Percent-encode URLs and query strings, or decode them back. Three modes for the three real-world cases: encoding one piece of a URL, encoding a whole URL while preserving structure, and form-data encoding. Runs entirely in your browser.
encodeURIComponent — for one piece of a URL (a query value, a path segment).
Frequently asked questions
What is URL encoding (and why is it needed)?
URL encoding (also called percent-encoding) replaces unsafe characters in a URL with `%` followed by two hex digits. It's needed because URLs only allow a limited set of characters — spaces, non-ASCII characters, and many punctuation marks must be encoded so the URL remains valid and unambiguous when sent over HTTP.
What's the difference between Component, URI, and Form modes?
Component (encodeURIComponent) is the most common — it encodes EVERY reserved character, so it's safe for one piece of a URL like a query value. URI (encodeURI) leaves URL structure characters (`: / ? # & =`) alone, used when you have a whole URL with correct structure. Form (application/x-www-form-urlencoded) is like Component but spaces become `+` instead of `%20` — used by HTML form POSTs and URLSearchParams.
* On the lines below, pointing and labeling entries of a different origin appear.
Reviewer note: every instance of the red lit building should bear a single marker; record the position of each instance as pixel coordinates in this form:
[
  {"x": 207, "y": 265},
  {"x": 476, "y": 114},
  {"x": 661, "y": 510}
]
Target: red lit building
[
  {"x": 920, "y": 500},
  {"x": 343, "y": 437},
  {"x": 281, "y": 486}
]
Is my input sent to a server?
No. The encoding and decoding run entirely in your browser using built-in encodeURIComponent / encodeURI / decodeURIComponent. You can disconnect from the internet and the tool still works. URLs, query strings, and any tokens you paste stay on your machine.
Why does my space sometimes become %20 and sometimes +?
It depends on context. Most of a URL uses `%20` for spaces (Component and URI modes here). The query string of a form POST historically uses `+` for spaces (Form mode), and that's also what HTML <form>s and URLSearchParams produce. Both are technically valid in query strings; servers accept either.
How do I encode characters like /, ?, #, & in a URL?
Use Component mode. encodeURI deliberately leaves those characters alone because they have meaning in a URL (path separator, query start, fragment start, parameter separator). If you need them as literal characters inside one piece of the URL — like a query value containing `&` — Component mode is the right choice.
Does it handle non-ASCII characters like emoji and CJK?
Yes. The browser's encodeURIComponent natively handles UTF-8 — emoji, Japanese, Cyrillic, accented characters all encode correctly. Each non-ASCII character becomes one or more `%XX` sequences representing its UTF-8 bytes.
What if I get 'URI malformed' or 'malformed escape sequence' errors?
That means your input has an incomplete `%` sequence (e.g., `%2` without a second hex digit) or invalid hex characters. Check that every `%` is followed by exactly two hex digits (0–9, A–F). Stray `%` characters in URLs need to be encoded as `%25`.
Is URL encoding the same as HTML encoding?
No. URL encoding uses percent-escapes (`%20`) to make text safe for URLs. HTML encoding uses entity references (`&`, `<`, ` `) to make text safe inside HTML documents. They solve different problems — never substitute one for the other.